The panel’s recommendations are counter to guidelines from a number of medical groups. Most of those organizations have recommendations against arthroscopy for patients solely with arthritis that can be seen through an X-ray. But many still promote the procedure for people with ailments such as meniscal tears, which are frequently present in arthritic patients.
The American Academy of Orthopaedic Surgeons does not recommend the treatment for patients with arthritis, said David Jevsevar, chairman of orthopedics at the Dartmouth Geisel School of Medicine and chair of the AAOS Council on Research and Quality. He said the BMJ assessment is in line with current evidence, but he also cautioned that generalizing a variety of randomized trials does not necessarily take into account the circumstances of individual patients.
“Guidelines don’t apply to every patient,” Jevsevar says. “There’s always going to be an exception.”
Reed Siemieniuk, a physician in Ontario, Canada, and the lead author of the panel’s statement, said he understands the frustration some people may have about the guideline — especially those who have seen an improvement with surgery.
The strongest evidence of a procedure’s benefit is a randomized controlled trial, Siemieniuk notes, “Despite those personal experiences that say it might be doing good, the evidence suggests that it might not be doing any good.”
Siemieniuk said that the panel’s reading of the studies suggests that “on average, the pain relief that you’re getting is not going to be important to you at all.”
The BMJ assessment is the latest in a string of studies that have raised concerns about the surgery. The journal also published a study in 2015 by researchers in Denmark showing that arthroscopic repair of the meniscus for middle-aged people was not much better than exercise in relieving pain and carried a risk of rare but debilitating side effects.
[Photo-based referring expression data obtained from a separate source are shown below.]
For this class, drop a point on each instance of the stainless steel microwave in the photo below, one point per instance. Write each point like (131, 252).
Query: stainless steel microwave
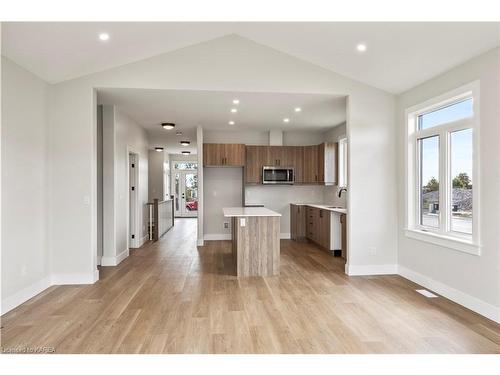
(278, 175)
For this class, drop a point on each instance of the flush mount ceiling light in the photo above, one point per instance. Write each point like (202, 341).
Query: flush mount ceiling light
(103, 37)
(167, 125)
(361, 47)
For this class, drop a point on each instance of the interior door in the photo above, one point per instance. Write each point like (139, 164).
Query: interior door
(186, 193)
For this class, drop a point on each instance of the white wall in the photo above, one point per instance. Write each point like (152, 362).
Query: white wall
(469, 279)
(331, 192)
(121, 136)
(156, 161)
(222, 188)
(230, 63)
(25, 256)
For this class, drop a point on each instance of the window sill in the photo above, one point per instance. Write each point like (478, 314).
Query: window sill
(446, 241)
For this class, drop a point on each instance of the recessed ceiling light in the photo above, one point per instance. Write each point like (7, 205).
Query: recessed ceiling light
(103, 37)
(168, 125)
(361, 47)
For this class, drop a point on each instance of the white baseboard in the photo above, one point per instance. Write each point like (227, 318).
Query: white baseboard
(74, 278)
(114, 260)
(217, 237)
(472, 303)
(143, 240)
(36, 288)
(372, 269)
(227, 236)
(25, 294)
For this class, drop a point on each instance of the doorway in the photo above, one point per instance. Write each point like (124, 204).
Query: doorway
(133, 178)
(185, 188)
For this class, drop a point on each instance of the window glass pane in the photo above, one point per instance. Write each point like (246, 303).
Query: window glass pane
(461, 181)
(429, 177)
(186, 165)
(452, 112)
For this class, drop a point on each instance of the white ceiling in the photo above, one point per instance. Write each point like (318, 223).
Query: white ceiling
(399, 55)
(211, 110)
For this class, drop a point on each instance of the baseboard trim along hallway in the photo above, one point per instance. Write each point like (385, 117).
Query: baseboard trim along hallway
(466, 300)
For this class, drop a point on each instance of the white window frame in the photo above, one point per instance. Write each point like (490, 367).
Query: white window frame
(442, 236)
(342, 163)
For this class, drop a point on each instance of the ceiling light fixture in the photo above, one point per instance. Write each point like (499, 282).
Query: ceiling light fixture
(167, 125)
(361, 47)
(103, 37)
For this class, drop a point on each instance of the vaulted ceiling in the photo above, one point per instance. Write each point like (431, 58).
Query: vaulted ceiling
(399, 56)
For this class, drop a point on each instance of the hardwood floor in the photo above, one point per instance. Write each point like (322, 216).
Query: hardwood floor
(171, 297)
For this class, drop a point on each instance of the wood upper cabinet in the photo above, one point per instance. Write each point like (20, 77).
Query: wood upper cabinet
(256, 158)
(310, 165)
(219, 154)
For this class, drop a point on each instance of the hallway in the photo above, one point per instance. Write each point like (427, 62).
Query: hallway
(172, 297)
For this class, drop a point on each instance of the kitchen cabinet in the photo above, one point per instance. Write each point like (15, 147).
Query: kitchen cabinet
(219, 154)
(298, 222)
(314, 164)
(318, 226)
(310, 164)
(256, 158)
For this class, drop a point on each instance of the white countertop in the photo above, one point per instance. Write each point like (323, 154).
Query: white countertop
(248, 211)
(329, 207)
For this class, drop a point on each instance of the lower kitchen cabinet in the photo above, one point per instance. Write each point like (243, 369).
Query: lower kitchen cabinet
(318, 226)
(298, 222)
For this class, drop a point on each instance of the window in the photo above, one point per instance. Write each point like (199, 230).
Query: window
(342, 163)
(442, 191)
(186, 165)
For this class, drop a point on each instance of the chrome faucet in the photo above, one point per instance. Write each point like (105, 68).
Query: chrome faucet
(341, 190)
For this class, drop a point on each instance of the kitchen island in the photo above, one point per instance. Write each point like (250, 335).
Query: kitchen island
(255, 235)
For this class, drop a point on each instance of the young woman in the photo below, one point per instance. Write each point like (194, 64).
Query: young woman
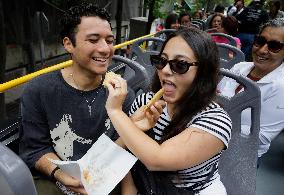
(215, 22)
(187, 140)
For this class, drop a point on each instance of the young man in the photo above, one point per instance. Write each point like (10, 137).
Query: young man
(63, 112)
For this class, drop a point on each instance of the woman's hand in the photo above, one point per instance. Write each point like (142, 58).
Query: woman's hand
(146, 120)
(117, 88)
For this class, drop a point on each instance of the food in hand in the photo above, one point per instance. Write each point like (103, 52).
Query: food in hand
(155, 98)
(87, 176)
(108, 77)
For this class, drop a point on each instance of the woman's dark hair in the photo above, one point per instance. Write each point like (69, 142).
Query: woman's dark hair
(203, 88)
(171, 19)
(219, 9)
(182, 15)
(72, 18)
(213, 16)
(230, 25)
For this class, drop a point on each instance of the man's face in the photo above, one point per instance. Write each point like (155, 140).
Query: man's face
(94, 46)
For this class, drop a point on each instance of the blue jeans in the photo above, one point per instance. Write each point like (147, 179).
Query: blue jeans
(247, 42)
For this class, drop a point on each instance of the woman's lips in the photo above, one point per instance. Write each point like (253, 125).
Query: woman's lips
(169, 88)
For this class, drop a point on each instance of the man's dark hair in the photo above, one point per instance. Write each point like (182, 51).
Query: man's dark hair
(72, 18)
(182, 15)
(275, 23)
(203, 88)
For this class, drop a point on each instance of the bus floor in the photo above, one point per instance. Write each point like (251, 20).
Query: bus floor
(270, 175)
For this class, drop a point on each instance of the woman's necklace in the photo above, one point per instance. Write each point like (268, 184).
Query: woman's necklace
(89, 103)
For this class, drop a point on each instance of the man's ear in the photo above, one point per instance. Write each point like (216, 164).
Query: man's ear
(67, 43)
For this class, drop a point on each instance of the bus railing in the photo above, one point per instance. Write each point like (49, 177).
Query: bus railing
(21, 80)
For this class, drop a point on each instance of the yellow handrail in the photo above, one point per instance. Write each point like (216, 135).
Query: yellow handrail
(18, 81)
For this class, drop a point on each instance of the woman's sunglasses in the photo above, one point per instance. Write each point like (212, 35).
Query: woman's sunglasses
(273, 46)
(177, 66)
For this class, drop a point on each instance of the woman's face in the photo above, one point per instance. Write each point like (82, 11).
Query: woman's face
(175, 25)
(216, 22)
(185, 21)
(175, 85)
(265, 60)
The surgery was questioned in 2002 after researchers reported in The New England Journal of Medicine that in a randomized trial of older veterans with osteoarthritis in their knees, arthroscopic surgery was no more effective in treating pain than a placebo surgery in which patients had incisions made but no instruments were inserted into the knee. At least three other studies in that journal since then have also found arthroscopy is not better than sham surgery or physical therapy in relieving arthritis pain in the knees of older adults.